Due to the depth of the well a torch is required to see the interior in any detail . At the base of the well you can still see the water.
According to folklore the well was formed when
St. Ailbe jumped from the top of the hill of Knockcarron to where the well stands now and that is what caused the well to be there.Archival Reference
The Schools’ Collection, Volume 0580, Page 013
The well is still visited by local people throughout the year but rounds are no longer performed.
I have not come across any medieval references to pilgrimage at the well. Rounds were performed by pilgrims up to the middle of the twentieth century. Local folk memory recalls that a pattern day was held at the well on the 12th of September, the feast of St Ailbe.
Local memory and historical sources suggest that in the past the pilgrimage rituals were focused on the holy well and an early medieval cross, known as St Ailbe’s Cross.

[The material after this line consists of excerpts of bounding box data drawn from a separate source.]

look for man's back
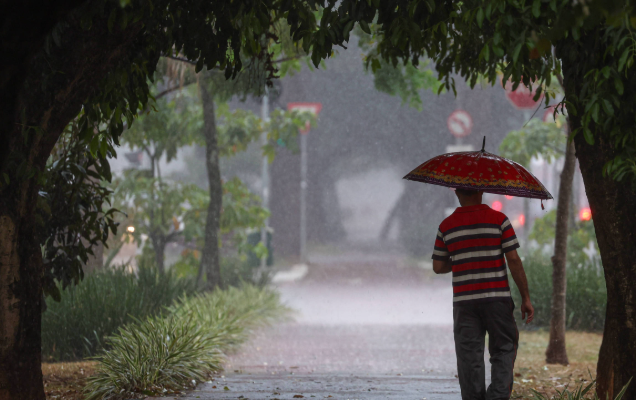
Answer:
[433,204,519,305]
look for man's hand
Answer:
[506,250,534,324]
[521,298,534,324]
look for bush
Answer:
[170,252,271,287]
[42,265,194,361]
[512,251,607,331]
[85,285,287,400]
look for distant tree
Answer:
[36,121,118,301]
[499,113,576,365]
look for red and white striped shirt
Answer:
[433,204,519,305]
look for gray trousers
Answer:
[453,300,519,400]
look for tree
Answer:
[500,113,576,365]
[115,88,200,273]
[338,0,636,399]
[36,122,117,301]
[0,0,636,400]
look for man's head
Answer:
[455,189,484,207]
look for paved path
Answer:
[159,248,468,400]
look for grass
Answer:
[510,251,607,332]
[512,331,603,399]
[42,266,194,361]
[85,285,288,400]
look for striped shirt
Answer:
[433,204,519,305]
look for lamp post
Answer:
[287,103,322,264]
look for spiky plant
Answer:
[85,285,287,400]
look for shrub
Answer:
[170,252,271,287]
[512,251,607,331]
[85,285,287,400]
[42,265,194,360]
[532,378,632,400]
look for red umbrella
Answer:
[403,137,552,202]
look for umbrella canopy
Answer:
[403,138,552,200]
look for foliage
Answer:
[512,210,607,331]
[36,120,117,301]
[499,116,567,168]
[532,379,632,400]
[42,264,194,361]
[113,169,207,243]
[512,250,607,331]
[170,255,271,288]
[86,286,287,400]
[528,210,600,265]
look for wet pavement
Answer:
[161,251,460,400]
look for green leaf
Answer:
[601,65,610,79]
[532,0,541,18]
[618,47,630,72]
[360,21,371,35]
[512,42,523,63]
[371,58,382,74]
[602,99,614,116]
[583,127,594,144]
[591,103,599,123]
[477,8,484,28]
[614,78,625,95]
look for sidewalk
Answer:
[159,252,460,400]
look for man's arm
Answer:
[506,250,534,324]
[433,257,453,274]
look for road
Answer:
[160,248,468,400]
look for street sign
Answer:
[446,110,473,138]
[543,106,559,122]
[502,81,541,110]
[287,103,322,135]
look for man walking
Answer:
[433,189,534,400]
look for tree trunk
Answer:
[557,36,636,400]
[575,125,636,400]
[545,136,576,365]
[198,78,223,290]
[0,13,150,400]
[152,238,166,275]
[0,212,45,400]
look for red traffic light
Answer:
[579,207,592,221]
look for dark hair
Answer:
[455,189,479,196]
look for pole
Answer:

The cross is located a short distance from the well.
Tradition held that the cross marked the saints grave (The Schools’ Collection, Volume 0580, Page 011). The cross is made of sandstone and has an imperforate ringed cross. A small stone sits on top of the cross.
In the past pilgrims traditionally visited the holy well on the feast day of St Ailbe or within the Octave of his feast day.

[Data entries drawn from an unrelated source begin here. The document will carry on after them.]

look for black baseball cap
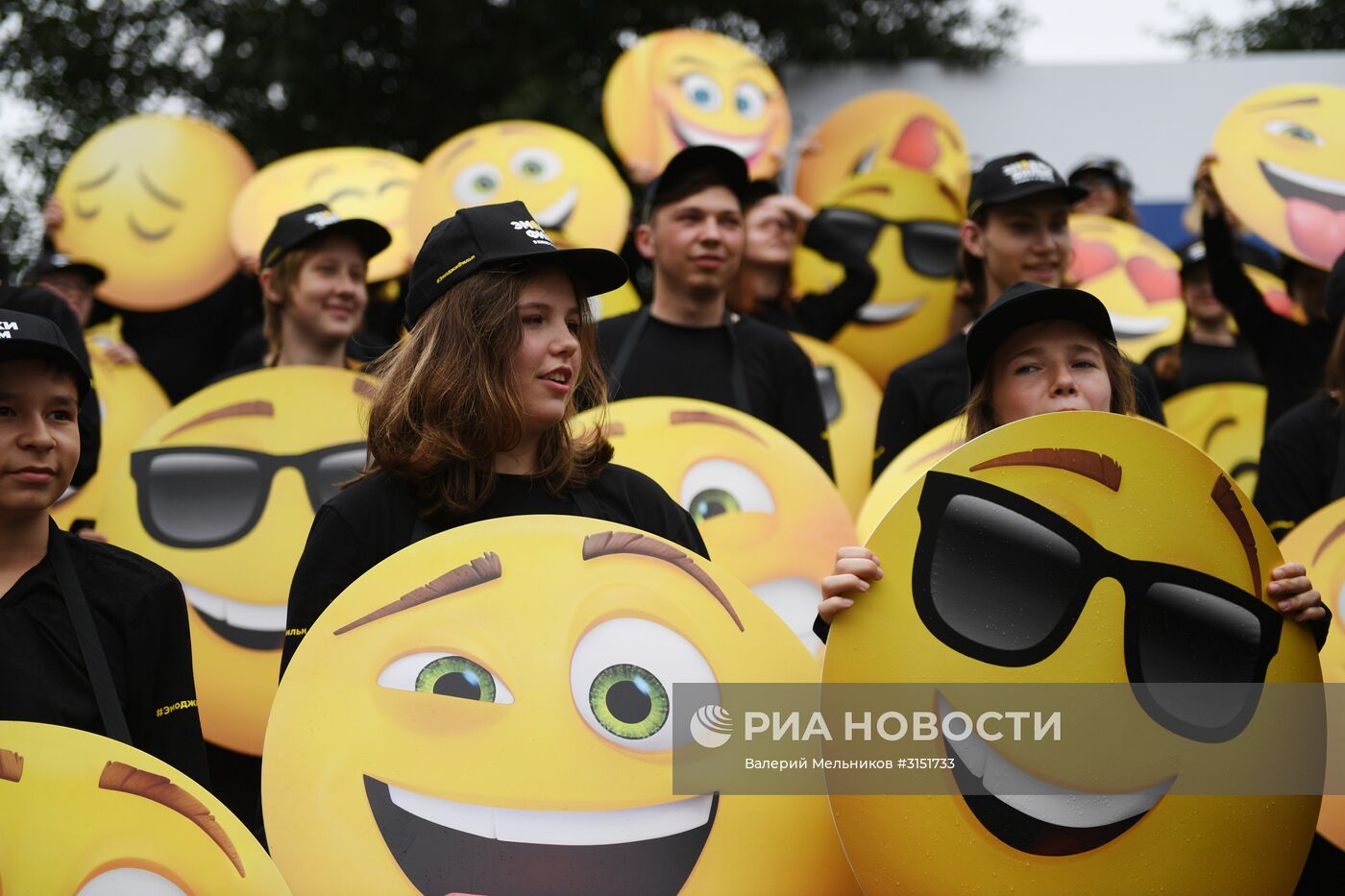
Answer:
[261,202,393,268]
[640,145,752,224]
[967,282,1116,386]
[23,252,108,286]
[406,202,626,329]
[0,308,88,399]
[967,152,1088,218]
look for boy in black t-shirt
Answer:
[598,147,831,475]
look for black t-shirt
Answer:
[1144,335,1263,400]
[0,533,209,786]
[873,332,1167,479]
[280,462,710,674]
[598,312,833,476]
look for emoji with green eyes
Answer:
[602,28,790,183]
[100,366,374,756]
[262,516,857,896]
[54,115,256,311]
[794,165,962,383]
[1211,84,1345,271]
[229,147,420,282]
[575,397,857,651]
[0,721,289,896]
[823,412,1325,893]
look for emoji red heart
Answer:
[1126,255,1181,305]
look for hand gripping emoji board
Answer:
[0,721,289,896]
[823,412,1325,893]
[262,516,857,896]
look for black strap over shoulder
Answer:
[47,518,134,747]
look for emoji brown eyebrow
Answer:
[164,400,276,439]
[332,550,504,635]
[0,749,23,785]
[135,168,182,208]
[584,531,744,631]
[98,762,248,877]
[971,448,1120,491]
[1210,473,1261,597]
[669,410,766,446]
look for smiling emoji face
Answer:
[229,147,420,282]
[575,399,855,650]
[54,115,255,311]
[100,367,374,756]
[1213,84,1345,271]
[1069,215,1186,359]
[823,412,1324,893]
[794,165,962,383]
[602,28,790,183]
[262,516,854,896]
[0,721,289,896]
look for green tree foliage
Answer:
[0,0,1019,269]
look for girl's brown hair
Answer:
[966,339,1136,441]
[362,266,612,516]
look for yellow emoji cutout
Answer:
[51,335,169,529]
[575,397,857,650]
[602,28,790,184]
[101,367,374,756]
[794,165,962,383]
[1213,84,1345,271]
[794,90,971,208]
[823,412,1325,893]
[790,332,882,514]
[1069,215,1186,360]
[1163,382,1264,495]
[1279,499,1345,849]
[229,147,424,282]
[262,516,855,896]
[54,115,256,311]
[0,721,289,896]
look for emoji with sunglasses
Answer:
[823,412,1325,893]
[54,115,256,311]
[575,397,855,651]
[262,516,857,896]
[101,367,374,756]
[794,167,962,383]
[0,721,289,896]
[229,147,420,282]
[1281,499,1345,849]
[1211,84,1345,271]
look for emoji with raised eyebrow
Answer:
[100,367,374,756]
[262,516,857,896]
[54,115,256,311]
[0,721,289,896]
[823,412,1338,893]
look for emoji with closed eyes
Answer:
[54,115,256,311]
[262,516,857,896]
[0,721,289,896]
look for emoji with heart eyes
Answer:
[100,366,374,756]
[54,115,256,311]
[823,412,1325,893]
[1211,84,1345,271]
[262,516,857,896]
[602,28,790,183]
[0,721,289,896]
[229,147,420,282]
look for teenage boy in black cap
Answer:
[0,309,208,782]
[598,147,831,475]
[873,152,1163,479]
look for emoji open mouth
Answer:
[182,581,285,650]
[669,114,766,165]
[364,775,720,896]
[939,694,1177,856]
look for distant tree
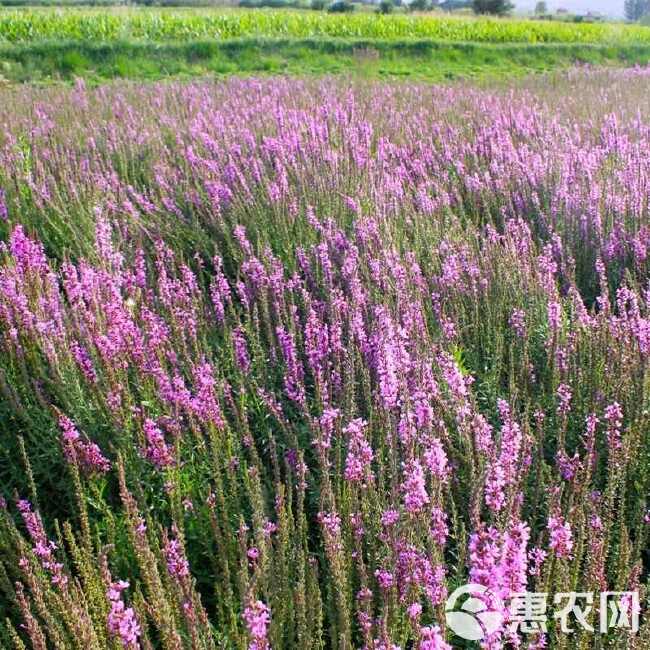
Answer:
[625,0,650,22]
[472,0,513,16]
[406,0,431,11]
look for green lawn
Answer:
[0,38,650,83]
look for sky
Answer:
[513,0,623,18]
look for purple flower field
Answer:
[0,69,650,650]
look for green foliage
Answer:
[472,0,514,16]
[624,0,650,22]
[327,0,356,14]
[0,7,650,45]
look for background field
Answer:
[0,8,650,82]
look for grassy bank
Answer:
[0,8,650,44]
[0,38,650,82]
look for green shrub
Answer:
[327,0,355,14]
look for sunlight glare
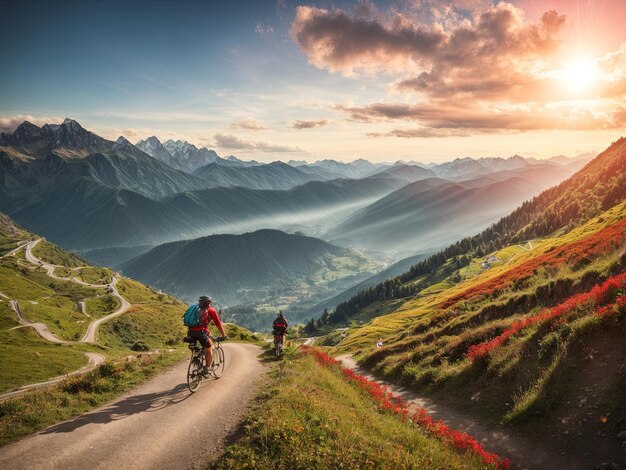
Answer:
[562,57,600,93]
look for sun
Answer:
[562,57,600,93]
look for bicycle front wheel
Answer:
[187,355,202,393]
[213,346,225,379]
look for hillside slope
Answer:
[326,165,570,252]
[322,139,626,468]
[0,213,185,392]
[332,138,626,321]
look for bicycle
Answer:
[274,334,284,358]
[183,335,225,393]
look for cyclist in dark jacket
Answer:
[272,310,289,346]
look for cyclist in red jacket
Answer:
[188,295,227,376]
[272,310,289,346]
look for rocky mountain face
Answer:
[137,136,222,173]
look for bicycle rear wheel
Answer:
[187,354,203,393]
[213,346,225,379]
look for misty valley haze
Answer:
[0,119,588,328]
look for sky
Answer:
[0,0,626,162]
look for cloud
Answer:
[365,127,471,139]
[213,132,304,153]
[291,119,328,129]
[335,103,621,131]
[290,0,626,138]
[254,21,274,36]
[230,118,269,132]
[290,3,565,76]
[0,114,63,132]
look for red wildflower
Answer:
[302,346,510,470]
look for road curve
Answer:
[0,353,104,400]
[7,300,72,344]
[21,238,131,343]
[0,238,131,400]
[81,276,131,343]
[0,343,265,470]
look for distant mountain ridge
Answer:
[326,165,571,254]
[0,119,592,252]
[193,162,322,190]
[121,229,348,305]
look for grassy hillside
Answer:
[210,351,498,469]
[326,165,571,253]
[326,202,626,465]
[0,214,185,391]
[122,230,376,330]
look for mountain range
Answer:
[325,164,571,254]
[0,119,584,261]
[120,229,356,306]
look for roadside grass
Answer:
[0,300,89,392]
[116,277,172,304]
[33,240,87,268]
[85,294,120,319]
[98,301,187,351]
[209,352,491,469]
[0,350,183,445]
[76,267,113,284]
[0,236,18,256]
[54,267,77,279]
[320,203,626,436]
[224,324,266,345]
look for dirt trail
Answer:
[0,343,265,470]
[337,354,585,470]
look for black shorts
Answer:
[187,330,213,348]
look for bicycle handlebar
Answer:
[209,335,228,343]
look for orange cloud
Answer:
[291,119,328,129]
[230,118,269,132]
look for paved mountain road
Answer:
[0,342,265,470]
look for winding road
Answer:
[0,343,265,470]
[0,238,131,400]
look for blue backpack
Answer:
[183,305,202,327]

In the 1930’s, pilgrims began their prayers by saying five Our Fathers and Hail Marys at the holy well. They then recited three rosaries while walking around the graveyard. If the pilgrim visited on a day other than the feast they carried out the same prayers at the holy well but recited nine rosaries while walking clockwise around the graveyard. Other accounts recall pilgrims walking around the well nine times and every three times they circle the well they say the rosary. They then made five rounds around the graveyard reciting the rosary on each round.
Pilgrims also visited St Ailbe’s cross. Its was tradition for all who passed the cross to make Sign of the Cross.

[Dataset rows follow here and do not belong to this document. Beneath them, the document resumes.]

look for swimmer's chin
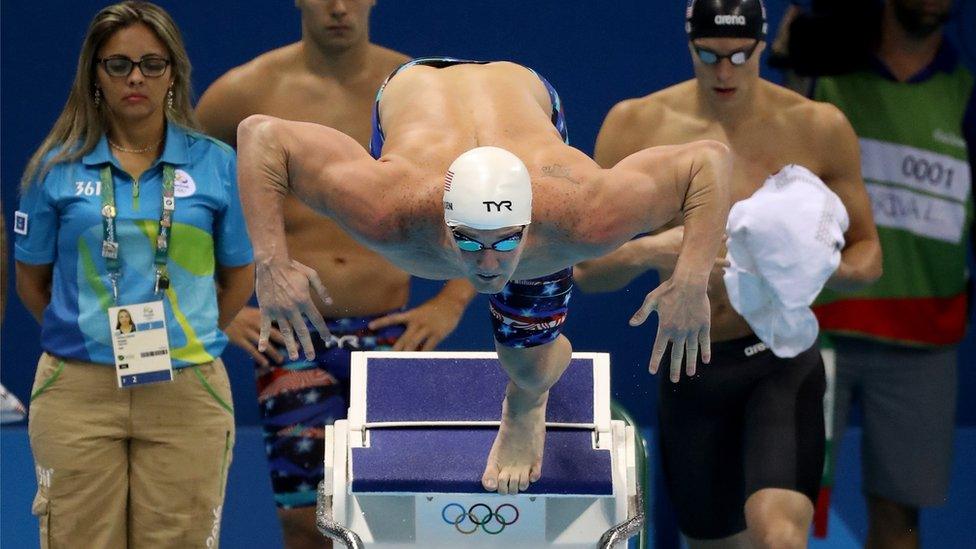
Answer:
[468,274,508,294]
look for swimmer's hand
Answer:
[224,307,285,368]
[369,297,464,351]
[630,278,712,383]
[254,260,332,360]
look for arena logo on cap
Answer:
[715,15,746,26]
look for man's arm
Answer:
[815,104,881,291]
[217,263,254,330]
[587,141,732,381]
[237,115,388,360]
[573,99,696,292]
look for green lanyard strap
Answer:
[99,164,176,303]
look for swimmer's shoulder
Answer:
[765,82,850,136]
[369,43,411,78]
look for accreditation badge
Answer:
[108,300,173,388]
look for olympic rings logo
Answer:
[441,503,519,535]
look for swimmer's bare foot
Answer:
[481,381,549,494]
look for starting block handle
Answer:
[315,480,365,549]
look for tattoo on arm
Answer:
[542,164,580,185]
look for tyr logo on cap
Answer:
[482,200,512,213]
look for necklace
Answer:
[106,138,163,154]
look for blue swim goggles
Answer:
[451,226,525,252]
[691,40,759,67]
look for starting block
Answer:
[316,352,644,549]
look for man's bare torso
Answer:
[620,80,830,341]
[370,62,612,278]
[204,43,409,317]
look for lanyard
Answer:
[100,164,176,304]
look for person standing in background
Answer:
[14,2,254,548]
[575,0,881,549]
[790,0,976,549]
[197,0,475,549]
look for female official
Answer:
[15,2,253,548]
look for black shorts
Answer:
[658,336,826,539]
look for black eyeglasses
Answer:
[95,57,169,78]
[691,40,759,67]
[451,227,525,252]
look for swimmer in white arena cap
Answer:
[238,58,731,494]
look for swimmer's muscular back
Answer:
[380,62,578,167]
[596,80,862,341]
[197,43,409,317]
[238,59,728,279]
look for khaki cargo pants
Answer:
[28,353,234,549]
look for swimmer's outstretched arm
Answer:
[810,103,881,291]
[593,141,732,382]
[237,115,388,360]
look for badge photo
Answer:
[14,210,27,236]
[173,170,197,198]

The Sign of the Cross is made by the people on it with three stones which are laid on top of it. Long ago the people used swear by the Holy Stone of Emly. Every time people respect it as they pass it by carving a cross on it with stones.The Schools’ Collection, Volume 0580, Page 016
The cross was also said to cure back pain when the back was pressed against the cross and a prayer to the saint uttered. People without back pain performed the same ritual to strengthen their backs.
When a person has a pain in his back he would get it cured by putting his back against the stone and praying to St Ailbe. When a person has no pain in his back and to do the same it would strengthen his back.The Schools’ Collection, Volume 0580, Page 016
The waters of the well are said to be a cure for rheumatism and also to repeal birds from damaging crops.
People take the water from the well to drink. When St Ailbe was young he was sent into a garden to keep birds off of it and since that people go to the well, and take water from it and sprinkle it on the corn to keep the birds away.The Schools’ Collection, Volume 0580, Page 013
Although there are no records relating to pilgrimage during medieval times, Emly would surely have possessed relics of the saint and attracted pilgrims. Perhaps the tradition of devotion to the holy well and cross may be much older then the nineteenth century.
Farrelly, J. 2014. TS065-013 (Emly) https://maps.archaeology.ie/HistoricEnvironment/
Long, R. H. 1998. ‘Cashel and Emly Diocese. With a pedigree of Cellachan, king of Cashel, and an account of some other kings of Munster’ Journal of the Cork Historical and Archaeological Society, 1898, Vol. 4, No. 39, 170-185.
O’Dwyer, M. and O’Dwyer, L. 1987. The parish of Emly: its history and heritage.
O’Flanagan, Rev. M. (Compiler) 1930 Letters containing information relative to the antiquities of the county of Tipperary collected during the progress of the Ordnance Survey in 1840. Bray.